New film Saturday Night celebrates the legendary comedy show's origins – but last weekend's poor new season premiere confirmed it's on rockier ground than ever. What went wrong? Saturday Night Live has achieved legendary status – not a good thing for what is still meant to be a living, breathing comedy show. That is clear from the back-to-back premieres last weekend of a movie about the series' beginnings, and the new season of the show itself.

Jason Reitman's film, Saturday Night, a loving but flimsy fictional account of the 90 minutes leading up to the first episode in 1975, was released on Friday. The next night you could have zoomed ahead almost half a century to watch the tepid, half-hearted 50th season premiere of SNL. Both suggest how much the myth of the show has overtaken its reality.

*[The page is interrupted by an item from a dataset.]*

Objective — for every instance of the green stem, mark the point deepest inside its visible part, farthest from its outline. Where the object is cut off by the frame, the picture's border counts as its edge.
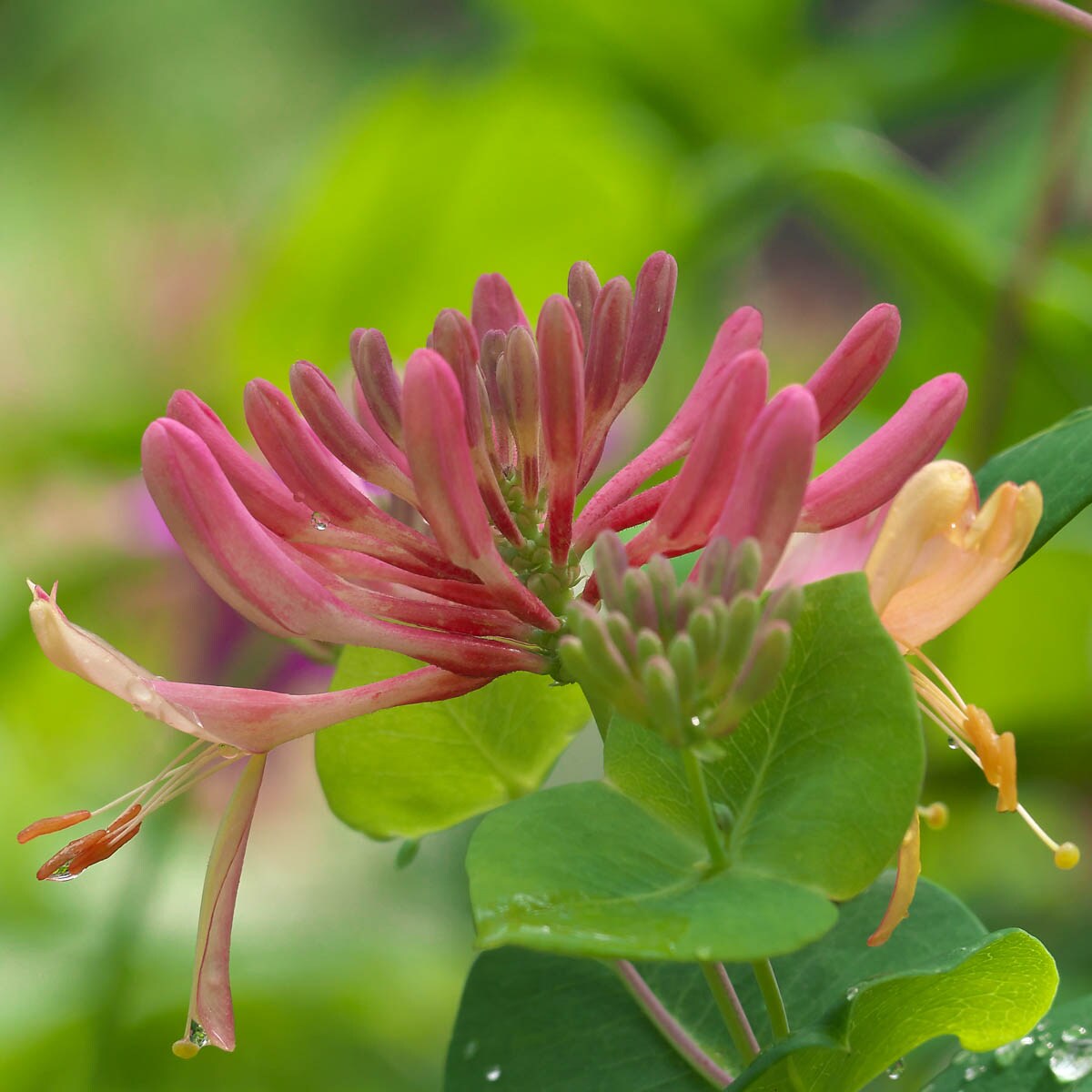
(734, 1016)
(771, 995)
(699, 792)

SNL has earned its stature, of course. It transformed television comedy and has penetrated American culture. In 2004, Rachel Dratch started playing Debbie Downer, who saw the bleak side of everything.

The term "Debbie Downer" is now simply shorthand for a wet blanket. And even a short list of the comic actors the show has produced is astonishing, from Bill Murray and Eddie Murphy through to Will Ferrell and Tina Fey, as well as the talk-show hosts Jimmy Fallon and Seth Meyers. Reitman's film goes back before all that, with the SNL writer Rosie Shuster (Rachel Sennott) trying to describe the show to a befuddled NBC network executive.

"It's postmodern, it's Warhol," she says of sketch.